Thursday, November 17, 2005

BUSH'S SHAME IS JUST A DAMN SHAM DREAM

George Dubya Bush awoke in the middle of the night in his White House bed, in fright and dread, surrounded by ghosts of the GI dead. He was in a cold and slimy sweat that wouldn't let him rest. He shook his head in grief and disbelief and this is what he said:

"I am the blame. I am the shame. I am the cause. Because of me and my ignorance, my arrogance the GI bodies have risen from their graves to tell me I cannot be saved for have lied and they have died. I have defied the Lord. I have slain not with gun or sword but with words I knew were untrue."

Guilt and pain were driving him insane as they pounded on his inane brain like a hurricane thundering in his flapping ears, forcing fear from his squinting eyes, all mixed with his sobbing cries as he moaned, "Why did I lie? Why did I lie?"

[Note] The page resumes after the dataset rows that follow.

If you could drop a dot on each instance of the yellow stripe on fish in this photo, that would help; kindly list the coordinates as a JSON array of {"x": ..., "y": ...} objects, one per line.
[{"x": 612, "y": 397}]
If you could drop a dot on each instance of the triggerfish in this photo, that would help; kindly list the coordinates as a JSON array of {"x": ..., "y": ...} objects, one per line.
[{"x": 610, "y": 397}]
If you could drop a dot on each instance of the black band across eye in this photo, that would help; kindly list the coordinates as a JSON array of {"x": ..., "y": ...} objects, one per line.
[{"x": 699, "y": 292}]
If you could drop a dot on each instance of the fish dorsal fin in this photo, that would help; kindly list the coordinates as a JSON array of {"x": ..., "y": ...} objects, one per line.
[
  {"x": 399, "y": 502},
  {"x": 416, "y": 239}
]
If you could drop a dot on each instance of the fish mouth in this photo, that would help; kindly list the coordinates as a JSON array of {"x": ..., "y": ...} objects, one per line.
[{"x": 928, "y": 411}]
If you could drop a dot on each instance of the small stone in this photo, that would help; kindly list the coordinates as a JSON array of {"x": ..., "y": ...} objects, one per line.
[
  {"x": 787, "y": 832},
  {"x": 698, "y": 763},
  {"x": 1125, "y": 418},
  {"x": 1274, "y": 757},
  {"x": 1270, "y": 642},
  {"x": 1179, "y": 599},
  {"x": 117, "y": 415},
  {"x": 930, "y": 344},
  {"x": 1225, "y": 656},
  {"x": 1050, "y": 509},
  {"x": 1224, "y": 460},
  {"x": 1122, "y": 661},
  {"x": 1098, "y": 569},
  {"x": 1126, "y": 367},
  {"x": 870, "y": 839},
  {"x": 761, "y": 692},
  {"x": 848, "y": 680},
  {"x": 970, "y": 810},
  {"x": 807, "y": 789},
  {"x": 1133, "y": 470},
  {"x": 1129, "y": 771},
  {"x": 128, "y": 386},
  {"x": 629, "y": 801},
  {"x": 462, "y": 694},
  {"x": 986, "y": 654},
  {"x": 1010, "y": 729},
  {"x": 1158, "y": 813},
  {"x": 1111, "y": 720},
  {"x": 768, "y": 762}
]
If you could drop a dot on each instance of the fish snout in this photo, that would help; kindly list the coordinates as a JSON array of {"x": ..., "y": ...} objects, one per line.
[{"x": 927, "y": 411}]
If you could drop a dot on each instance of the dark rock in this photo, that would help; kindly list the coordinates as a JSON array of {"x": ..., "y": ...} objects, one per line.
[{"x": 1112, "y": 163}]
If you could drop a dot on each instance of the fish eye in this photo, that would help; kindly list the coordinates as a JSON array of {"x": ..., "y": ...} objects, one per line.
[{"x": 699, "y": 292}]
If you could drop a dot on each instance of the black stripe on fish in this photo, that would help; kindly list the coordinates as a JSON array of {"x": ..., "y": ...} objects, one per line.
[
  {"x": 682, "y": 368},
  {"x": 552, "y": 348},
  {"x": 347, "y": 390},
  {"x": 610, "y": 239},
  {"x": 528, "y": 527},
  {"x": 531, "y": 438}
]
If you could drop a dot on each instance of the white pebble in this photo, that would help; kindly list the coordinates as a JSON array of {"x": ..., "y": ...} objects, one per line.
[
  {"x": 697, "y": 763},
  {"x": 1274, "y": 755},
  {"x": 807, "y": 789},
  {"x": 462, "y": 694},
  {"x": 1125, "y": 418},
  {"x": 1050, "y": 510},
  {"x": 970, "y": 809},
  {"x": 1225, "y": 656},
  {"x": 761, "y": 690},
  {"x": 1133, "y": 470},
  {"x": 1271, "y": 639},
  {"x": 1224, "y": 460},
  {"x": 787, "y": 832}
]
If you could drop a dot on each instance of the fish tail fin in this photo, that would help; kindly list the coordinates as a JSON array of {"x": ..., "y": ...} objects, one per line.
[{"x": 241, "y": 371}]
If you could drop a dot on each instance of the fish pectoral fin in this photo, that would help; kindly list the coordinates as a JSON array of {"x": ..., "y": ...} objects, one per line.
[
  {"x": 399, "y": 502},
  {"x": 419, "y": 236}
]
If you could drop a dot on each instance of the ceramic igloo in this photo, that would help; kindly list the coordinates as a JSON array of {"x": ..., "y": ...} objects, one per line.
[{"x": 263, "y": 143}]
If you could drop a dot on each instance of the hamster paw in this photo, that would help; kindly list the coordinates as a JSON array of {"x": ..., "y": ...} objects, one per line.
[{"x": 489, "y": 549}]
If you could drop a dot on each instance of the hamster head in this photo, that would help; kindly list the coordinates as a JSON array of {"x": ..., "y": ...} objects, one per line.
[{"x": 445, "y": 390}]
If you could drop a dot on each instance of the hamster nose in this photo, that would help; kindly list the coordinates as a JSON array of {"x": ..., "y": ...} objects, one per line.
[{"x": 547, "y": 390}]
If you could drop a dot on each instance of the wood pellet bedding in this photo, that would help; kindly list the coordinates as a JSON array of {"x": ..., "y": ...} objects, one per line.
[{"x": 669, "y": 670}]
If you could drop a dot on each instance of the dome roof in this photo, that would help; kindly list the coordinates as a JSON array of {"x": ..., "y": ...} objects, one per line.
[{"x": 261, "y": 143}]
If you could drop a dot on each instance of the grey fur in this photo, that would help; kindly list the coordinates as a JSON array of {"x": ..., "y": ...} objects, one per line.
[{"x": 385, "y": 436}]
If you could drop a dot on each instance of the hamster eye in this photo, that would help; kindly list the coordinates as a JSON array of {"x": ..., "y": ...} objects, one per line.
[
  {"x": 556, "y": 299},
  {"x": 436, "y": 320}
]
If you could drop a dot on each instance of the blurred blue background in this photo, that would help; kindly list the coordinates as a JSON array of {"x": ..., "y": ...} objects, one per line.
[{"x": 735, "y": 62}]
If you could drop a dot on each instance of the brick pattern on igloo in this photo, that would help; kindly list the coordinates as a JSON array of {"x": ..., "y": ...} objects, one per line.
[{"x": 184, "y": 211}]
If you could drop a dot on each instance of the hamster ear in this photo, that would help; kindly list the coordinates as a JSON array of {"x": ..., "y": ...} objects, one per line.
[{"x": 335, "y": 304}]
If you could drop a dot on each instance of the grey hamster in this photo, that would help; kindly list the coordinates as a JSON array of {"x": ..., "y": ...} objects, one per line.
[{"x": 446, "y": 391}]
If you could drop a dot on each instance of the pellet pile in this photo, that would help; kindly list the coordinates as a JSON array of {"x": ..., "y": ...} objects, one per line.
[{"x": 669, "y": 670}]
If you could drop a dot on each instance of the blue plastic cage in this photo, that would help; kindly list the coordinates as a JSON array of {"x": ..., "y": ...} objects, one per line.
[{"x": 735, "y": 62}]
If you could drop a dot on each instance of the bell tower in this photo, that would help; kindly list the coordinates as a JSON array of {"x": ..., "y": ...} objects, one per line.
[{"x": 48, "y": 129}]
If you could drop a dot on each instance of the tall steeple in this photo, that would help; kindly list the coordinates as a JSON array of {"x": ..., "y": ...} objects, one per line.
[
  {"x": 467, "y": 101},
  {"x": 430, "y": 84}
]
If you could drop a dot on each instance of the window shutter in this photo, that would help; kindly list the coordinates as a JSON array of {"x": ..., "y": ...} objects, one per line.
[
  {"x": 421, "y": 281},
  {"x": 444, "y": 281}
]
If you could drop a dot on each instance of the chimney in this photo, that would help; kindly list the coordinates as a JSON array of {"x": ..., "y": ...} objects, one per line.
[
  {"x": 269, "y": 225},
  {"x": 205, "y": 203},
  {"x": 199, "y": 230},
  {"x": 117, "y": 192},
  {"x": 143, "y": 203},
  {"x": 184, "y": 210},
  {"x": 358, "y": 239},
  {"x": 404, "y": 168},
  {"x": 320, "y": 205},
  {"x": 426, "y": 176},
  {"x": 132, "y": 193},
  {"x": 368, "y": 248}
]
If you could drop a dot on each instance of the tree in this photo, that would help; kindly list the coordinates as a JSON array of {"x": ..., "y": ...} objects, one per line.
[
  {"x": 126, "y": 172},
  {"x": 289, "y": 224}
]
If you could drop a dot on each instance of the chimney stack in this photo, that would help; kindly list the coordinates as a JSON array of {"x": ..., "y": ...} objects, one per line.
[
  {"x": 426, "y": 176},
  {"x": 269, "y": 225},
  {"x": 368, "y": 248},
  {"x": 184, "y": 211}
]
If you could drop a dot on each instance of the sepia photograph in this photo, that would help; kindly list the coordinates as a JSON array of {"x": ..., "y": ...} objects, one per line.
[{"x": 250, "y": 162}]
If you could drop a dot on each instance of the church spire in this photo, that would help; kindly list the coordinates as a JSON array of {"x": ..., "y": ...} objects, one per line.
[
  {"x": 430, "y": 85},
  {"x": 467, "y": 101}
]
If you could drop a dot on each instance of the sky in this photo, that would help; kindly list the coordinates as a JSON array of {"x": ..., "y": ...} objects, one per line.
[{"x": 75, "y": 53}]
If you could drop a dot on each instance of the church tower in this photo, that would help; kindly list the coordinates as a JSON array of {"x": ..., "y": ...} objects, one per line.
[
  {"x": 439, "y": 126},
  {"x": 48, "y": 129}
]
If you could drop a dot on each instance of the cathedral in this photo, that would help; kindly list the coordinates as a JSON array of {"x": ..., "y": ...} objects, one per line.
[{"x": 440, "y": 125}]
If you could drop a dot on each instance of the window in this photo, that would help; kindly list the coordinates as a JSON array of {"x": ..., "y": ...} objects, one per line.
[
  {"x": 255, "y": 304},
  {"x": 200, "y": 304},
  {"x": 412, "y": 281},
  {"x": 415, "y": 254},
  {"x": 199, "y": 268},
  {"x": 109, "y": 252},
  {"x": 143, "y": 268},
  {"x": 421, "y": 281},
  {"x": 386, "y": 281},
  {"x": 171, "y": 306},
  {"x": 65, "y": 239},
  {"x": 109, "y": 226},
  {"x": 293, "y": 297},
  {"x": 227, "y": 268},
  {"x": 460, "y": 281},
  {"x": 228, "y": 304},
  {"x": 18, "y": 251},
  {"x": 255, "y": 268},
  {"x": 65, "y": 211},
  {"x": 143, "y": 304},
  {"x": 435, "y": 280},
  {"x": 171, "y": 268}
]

Bush looked into a dresser drawer, where he kept news clips and magazines galore deploring what this boring, unrepentant president had done. He grimaced a sneering grin. "My nickname's proof of fame or, is it shame? It's all the same. They dubbed me Dubya. What would Shakespearmint say? I'll have to look it up someday. They all say I don't care. That I don't share the pain they feel. Can't they see the fake pain that my sneer reveals?"